I have to do image process for a huge data(8k*200k).
Data transfer is the bottleneck of my project.
I use intel X58 chipset and Allocate my buffer as pinned memory, and it makes about 5GB/s transfer speed(both up and down)
I have 2 GTX 285 GPUs.
Is it already the best platform for the bandwith issue?
Or there are alreay ohter better chipsets which make transfer speed faster?
My requirement is more and more pci-e lanes so that I can plug more GTX 285 GPUs to reduce number of pc.
And bigger bandwith of PCI-E to make it trasfer data fster.
I also need one or twe pci-e 4x up to plug my frame grabbers.
Thanks.
PS. I visit nvidia’s website and see some chipsets those also provide 2 up PCI-E 2.0 16X(one for Intel Core 2 and one for AM3)
Are they faster than X58?
Intel X58 or AMD 790XT are, in my experience, the fastest chipsets for PCI-e bandwidth in CUDA. Both give sustained 5Gb/s with pinned memory transfers, as you have discovered. There isn’t anything which is faster than what you already have, I am afraid.
For the third (and last time), you have the fastest single CPU platform there is.
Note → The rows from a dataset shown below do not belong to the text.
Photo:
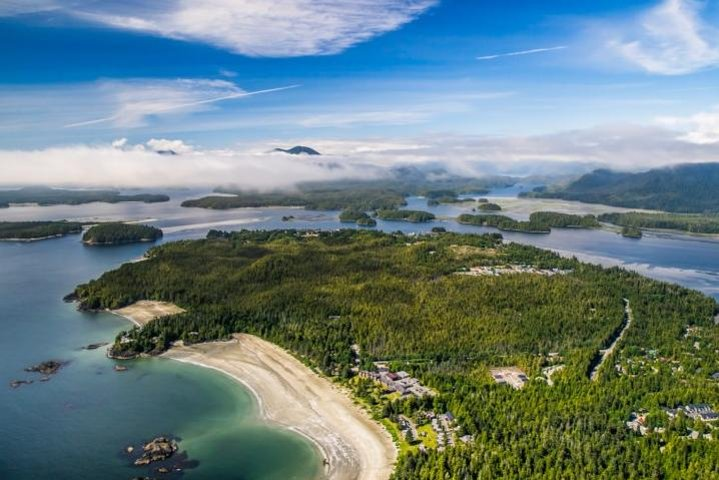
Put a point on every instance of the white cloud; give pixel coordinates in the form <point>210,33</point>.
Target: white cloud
<point>19,7</point>
<point>669,39</point>
<point>700,128</point>
<point>164,145</point>
<point>134,165</point>
<point>521,52</point>
<point>281,28</point>
<point>132,102</point>
<point>119,143</point>
<point>624,147</point>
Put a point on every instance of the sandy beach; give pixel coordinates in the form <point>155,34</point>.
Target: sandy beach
<point>291,395</point>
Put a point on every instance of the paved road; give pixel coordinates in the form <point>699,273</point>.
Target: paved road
<point>606,353</point>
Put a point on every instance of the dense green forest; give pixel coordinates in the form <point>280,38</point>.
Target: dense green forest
<point>692,188</point>
<point>37,230</point>
<point>413,216</point>
<point>356,195</point>
<point>669,221</point>
<point>360,218</point>
<point>120,233</point>
<point>630,231</point>
<point>564,220</point>
<point>53,196</point>
<point>400,299</point>
<point>489,207</point>
<point>539,222</point>
<point>502,222</point>
<point>360,199</point>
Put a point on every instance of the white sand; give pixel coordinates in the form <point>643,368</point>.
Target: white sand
<point>291,395</point>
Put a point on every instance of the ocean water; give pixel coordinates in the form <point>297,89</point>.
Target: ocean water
<point>76,425</point>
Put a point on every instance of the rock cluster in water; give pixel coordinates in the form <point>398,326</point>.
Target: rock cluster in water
<point>157,450</point>
<point>48,367</point>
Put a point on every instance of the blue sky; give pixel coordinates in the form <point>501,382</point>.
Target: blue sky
<point>522,74</point>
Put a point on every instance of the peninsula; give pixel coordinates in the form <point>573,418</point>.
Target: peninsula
<point>117,233</point>
<point>56,196</point>
<point>31,231</point>
<point>449,339</point>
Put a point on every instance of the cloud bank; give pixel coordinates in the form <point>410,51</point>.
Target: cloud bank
<point>122,164</point>
<point>257,28</point>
5Gb/s sustained is basically as fast as the PCI-e v2 standard can achieve in practice on a 16 lane link, once signaling overheads (almost 20% if I recall correctly) and latency are factored in. The Socket 1156 arrangement has slightly lower latency for a single 16x link, because the PCI-e controller is on the CPU silicon and bypasses the CPU external bus. But it is slower than X58 if you want more than one GPU.
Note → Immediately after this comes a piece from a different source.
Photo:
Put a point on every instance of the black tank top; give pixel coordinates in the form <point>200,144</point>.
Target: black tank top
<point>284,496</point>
To complete what everyone else said you do (almost) have the fastest platform there is. You should be looking more at reducing the number of host<->GPU transfers. That solution will have an immediate impact on your computer, my computer, and anyone’s computer which uses a CUDA-enabled GPU.
If you really really need more bandwidth, there is a possibly better solution (note the “possibly”). You can split 16 PCI-E 2.0 lanes into 32 PCI-E 2.0 lanes with the nForce 200 chipset. Note, however, that this will only give you faster overall performance if you are transferring data to/from GPU1 at a different time than to/from GPU2. You will still get 5GB/s transfer rates for each GPU. If, however, you transfer data to both GPUs on the nForce200 chip at the same time, then you will experience far lower transfer rates.
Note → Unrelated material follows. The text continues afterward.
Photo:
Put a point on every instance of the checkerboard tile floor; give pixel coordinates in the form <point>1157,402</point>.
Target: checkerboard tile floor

This solution is both cumbersome and expensive. Still, it is useful if you need to connect four behemoths in the same system. The only motherboard that I know of that allows 4 GPUs to be connected at full 16x PCI-E 2.0 is the ASUS P6T7 WS SuperComputer (there may be others that I’m unaware of). It use two nForce 200 chips. Still, you will not see more than 5GB/s transfer rate per GPU.
Also make sure you are using triple-channel DDR3-1600 memory with your i7 (though keep your DRAM voltage below 1.55V). In my experience, memory speed on X58 has a direct effect on PCI-E transfer perfomance.
There’s also the TYAN S7025AGM2NR board, which has 4 PCIe 2.0 x16 slots (and supports dual Core-i7 Xeons), but I think it’s pretty new (since I haven’t heard anyone mention it yet).
I see the TYAN board uses dual 5520 IOH’s, wich both have 36 lanes of PCI-E 2.0 connectivity, so that’s way better than the ASUS board I mentioned. The price seems surprisingly acceptable as well.
Does anyone know what PCI-E configuration the EVGA board Talonman mentioned has?
Regarding other dual-socket boards, I seem to recall threads in the forum where people were not getting the Host-to-Device/Device-to-Host bandwidth they were expecting, even when setting CPU affinity on the process. You’ll have to google around.